Dr Alan Porter, a specialist in heat illness and a retired GP, said the death of Graham Holmes, 23, at the end of a training run in full battle kit in 1998, could have been avoided. He said the Royal Military Academy at Sandhurst has failed to acknowledge the risks and failed to train commanders to deal with soldiers who collapse. He added that it could be open to a legal challenge.

Two weeks after Mr Holmes died in July 1998, after being made to run and march alternately over a 9.6km course, carrying 40lbs (18kg of equipment, five of his colleagues had been admitted to hospital after similar exercises, one to the intensive care unit.

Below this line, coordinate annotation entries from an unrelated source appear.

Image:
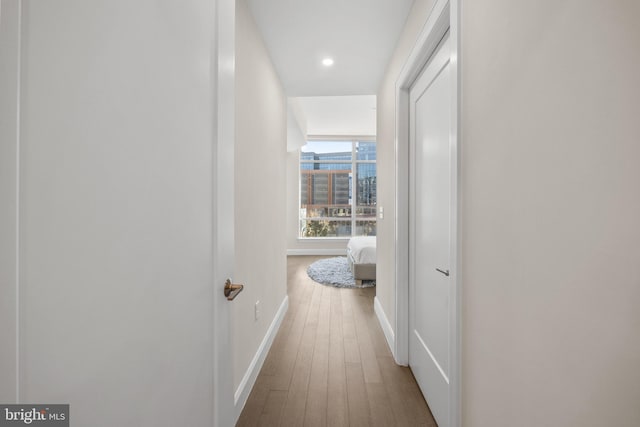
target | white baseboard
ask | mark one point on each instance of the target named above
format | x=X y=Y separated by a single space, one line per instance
x=249 y=378
x=385 y=325
x=337 y=252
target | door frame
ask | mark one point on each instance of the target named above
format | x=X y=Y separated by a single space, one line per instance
x=444 y=17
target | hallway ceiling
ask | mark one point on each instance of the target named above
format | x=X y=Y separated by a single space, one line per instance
x=359 y=35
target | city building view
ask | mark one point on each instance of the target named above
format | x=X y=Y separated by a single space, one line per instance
x=338 y=189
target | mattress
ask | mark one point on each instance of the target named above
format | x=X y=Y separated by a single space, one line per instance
x=362 y=249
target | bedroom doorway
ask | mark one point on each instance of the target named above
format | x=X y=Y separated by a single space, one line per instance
x=427 y=283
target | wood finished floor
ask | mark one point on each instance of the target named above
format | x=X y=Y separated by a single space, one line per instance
x=330 y=365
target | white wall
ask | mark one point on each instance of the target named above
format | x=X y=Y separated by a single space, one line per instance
x=550 y=208
x=115 y=210
x=550 y=214
x=261 y=143
x=385 y=269
x=9 y=77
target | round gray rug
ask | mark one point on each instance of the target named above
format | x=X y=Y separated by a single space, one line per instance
x=335 y=272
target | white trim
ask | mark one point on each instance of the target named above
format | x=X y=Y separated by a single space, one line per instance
x=316 y=252
x=445 y=15
x=222 y=76
x=249 y=378
x=384 y=323
x=345 y=138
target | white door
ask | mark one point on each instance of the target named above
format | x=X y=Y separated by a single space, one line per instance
x=430 y=232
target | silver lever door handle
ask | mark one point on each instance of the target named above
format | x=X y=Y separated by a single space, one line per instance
x=445 y=272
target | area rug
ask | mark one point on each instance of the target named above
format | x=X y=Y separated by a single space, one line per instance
x=335 y=272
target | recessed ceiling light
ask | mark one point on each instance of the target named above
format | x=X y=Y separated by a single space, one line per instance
x=327 y=62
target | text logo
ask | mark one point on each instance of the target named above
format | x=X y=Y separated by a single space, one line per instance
x=34 y=415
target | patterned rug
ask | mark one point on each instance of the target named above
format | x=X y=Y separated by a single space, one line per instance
x=335 y=272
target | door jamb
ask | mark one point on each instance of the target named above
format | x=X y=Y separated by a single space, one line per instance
x=443 y=17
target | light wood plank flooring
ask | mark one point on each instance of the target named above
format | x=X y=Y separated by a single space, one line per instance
x=330 y=365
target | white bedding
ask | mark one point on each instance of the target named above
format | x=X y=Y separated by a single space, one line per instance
x=362 y=249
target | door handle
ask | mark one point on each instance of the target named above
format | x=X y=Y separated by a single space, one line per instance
x=231 y=291
x=445 y=272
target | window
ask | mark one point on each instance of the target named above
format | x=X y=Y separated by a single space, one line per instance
x=338 y=189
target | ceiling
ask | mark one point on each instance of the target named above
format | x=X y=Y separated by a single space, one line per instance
x=359 y=35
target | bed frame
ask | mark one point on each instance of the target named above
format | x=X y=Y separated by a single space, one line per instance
x=361 y=271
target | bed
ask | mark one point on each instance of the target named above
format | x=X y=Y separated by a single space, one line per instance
x=361 y=253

A year later, four ambulances called to Sandhurst found four soldiers in various states of collapse and 20 who said they felt unwell because of the same exercise.

An inquest last year into the death of Mr Holmes, who was 6ft 2ins and weighed about 14
stone, found that he had collapsed with heat exhaustion at the end of a short run nine months before he died. He was never declared unfit to resume training.

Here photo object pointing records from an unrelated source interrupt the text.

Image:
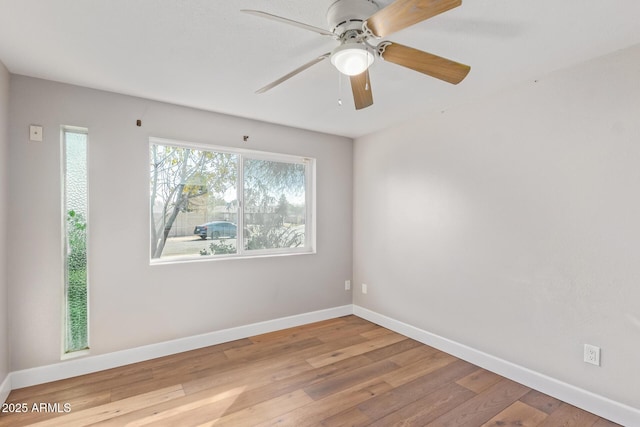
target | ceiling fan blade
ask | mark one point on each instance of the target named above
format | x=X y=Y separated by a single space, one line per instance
x=361 y=88
x=423 y=62
x=404 y=13
x=294 y=72
x=289 y=21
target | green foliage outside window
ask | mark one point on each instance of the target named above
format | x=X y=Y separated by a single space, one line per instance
x=76 y=282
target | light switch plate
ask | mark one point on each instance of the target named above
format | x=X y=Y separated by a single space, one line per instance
x=35 y=133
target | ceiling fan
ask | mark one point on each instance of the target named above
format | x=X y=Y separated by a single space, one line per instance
x=357 y=25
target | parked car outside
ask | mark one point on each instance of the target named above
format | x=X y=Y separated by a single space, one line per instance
x=216 y=230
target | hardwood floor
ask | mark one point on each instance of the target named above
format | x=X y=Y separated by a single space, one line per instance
x=339 y=372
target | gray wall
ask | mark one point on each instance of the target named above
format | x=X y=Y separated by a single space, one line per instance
x=4 y=186
x=512 y=225
x=131 y=302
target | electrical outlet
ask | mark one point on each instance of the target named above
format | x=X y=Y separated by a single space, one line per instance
x=35 y=133
x=592 y=354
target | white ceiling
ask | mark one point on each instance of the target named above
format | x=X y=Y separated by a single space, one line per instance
x=207 y=54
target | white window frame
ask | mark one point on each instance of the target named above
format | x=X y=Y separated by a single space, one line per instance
x=243 y=154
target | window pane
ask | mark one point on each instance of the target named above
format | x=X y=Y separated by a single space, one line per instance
x=274 y=204
x=75 y=206
x=194 y=206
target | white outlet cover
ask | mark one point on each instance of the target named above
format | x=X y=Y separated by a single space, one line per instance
x=592 y=354
x=35 y=133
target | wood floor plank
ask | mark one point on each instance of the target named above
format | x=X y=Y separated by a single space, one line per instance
x=313 y=414
x=306 y=378
x=484 y=406
x=518 y=414
x=405 y=394
x=419 y=368
x=265 y=410
x=351 y=417
x=369 y=345
x=110 y=410
x=427 y=408
x=479 y=380
x=393 y=350
x=349 y=379
x=216 y=403
x=569 y=416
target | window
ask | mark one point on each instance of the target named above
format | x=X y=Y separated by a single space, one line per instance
x=75 y=214
x=215 y=202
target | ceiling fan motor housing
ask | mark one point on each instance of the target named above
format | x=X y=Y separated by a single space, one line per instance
x=345 y=15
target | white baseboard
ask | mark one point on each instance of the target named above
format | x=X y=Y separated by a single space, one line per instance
x=86 y=365
x=599 y=405
x=5 y=388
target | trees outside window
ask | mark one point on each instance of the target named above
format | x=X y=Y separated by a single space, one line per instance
x=217 y=201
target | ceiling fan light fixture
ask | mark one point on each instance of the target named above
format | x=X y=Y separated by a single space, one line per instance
x=352 y=58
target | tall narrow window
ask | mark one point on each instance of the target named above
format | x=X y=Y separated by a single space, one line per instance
x=75 y=205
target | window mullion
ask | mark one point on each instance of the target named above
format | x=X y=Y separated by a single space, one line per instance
x=240 y=196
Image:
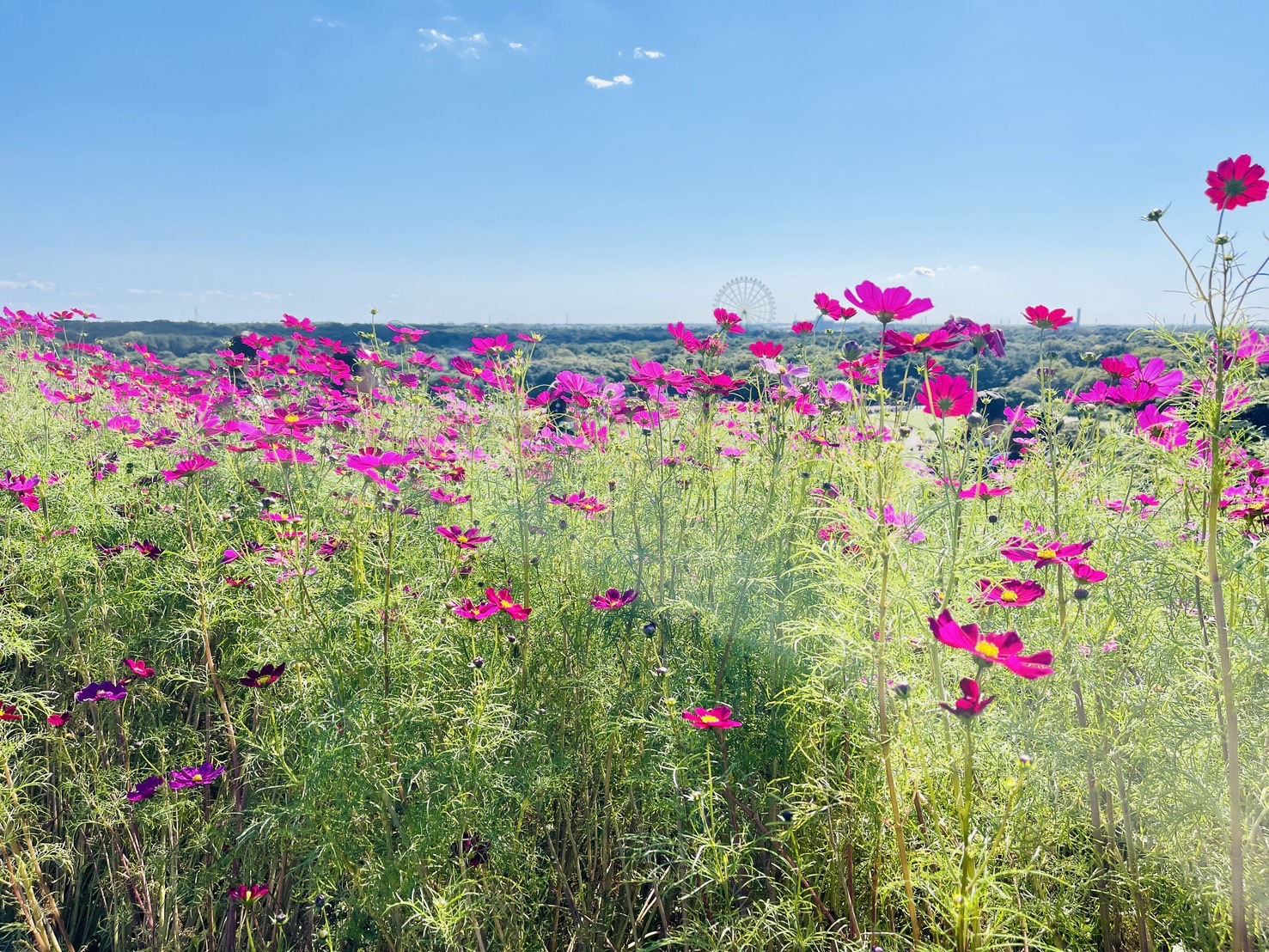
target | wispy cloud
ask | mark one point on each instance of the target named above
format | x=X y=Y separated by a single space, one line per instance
x=27 y=286
x=623 y=80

Dr Porter, who has studied marathon runners for 14 years, said the key difference with soldiers was that they train in full battle dress, which prevents their sweat evaporating and
cooling them down. That Sandhurst goes to great lengths to ensure cadets on exercises
drink enough water and do not become dehydrated is a "dangerous distraction from the
real issue", he said. 

Dr Porter, whose views are published in today's issue of The Lancet, said yesterday: "The key problem is that if you give someone 18kgs to carry and strap two weights called boots to their feet and make them alternate fast marching and running, they will be fine if they are naked. But they are not naked or even semi-naked. This soldier was wearing double clothing [long trousers, a T-shirt and a combat jacket as well as a pack, rifle and helmet].

"If you can't lose heat through sweating your core temperature will rise," he said.

At the inquest, the Army defended the exercise on the grounds that soldiers could be flown to a war zone such as Kosovo where they might have to march in a hot climate.

Dr Porter said the argument, although "superficially plausible", does not stand up. "I have asked two military audiences to give me an example of when in warfare - ancient or modern - laden foot soldiers dressed and equipped for battle have had to alternate fast marching with running for any distance. I have yet to be offered an example," he said.

The soldiers who carried their equipment across the Falkland Islands during the 1982 conflict never faced the same risks because "yomping" is a less intense form of exercise.

Dr Porter said that Mr Holmes's life might have been saved if he had been undressed and sprayed with water to cool him down when he collapsed. Instead, he was left fully clothed, although he was offered water to drink. He added: "I have great admiration for the training provided by the Royal Military Academy but, on this one programme, they are wrong and obstinately wrong."

A spokesman for the Ministry of Defence said: "It is tragic that this cadet lost his life, but the Army has to train hard to provide the service required of it. We monitor our training fastidiously and take all the precautions we can."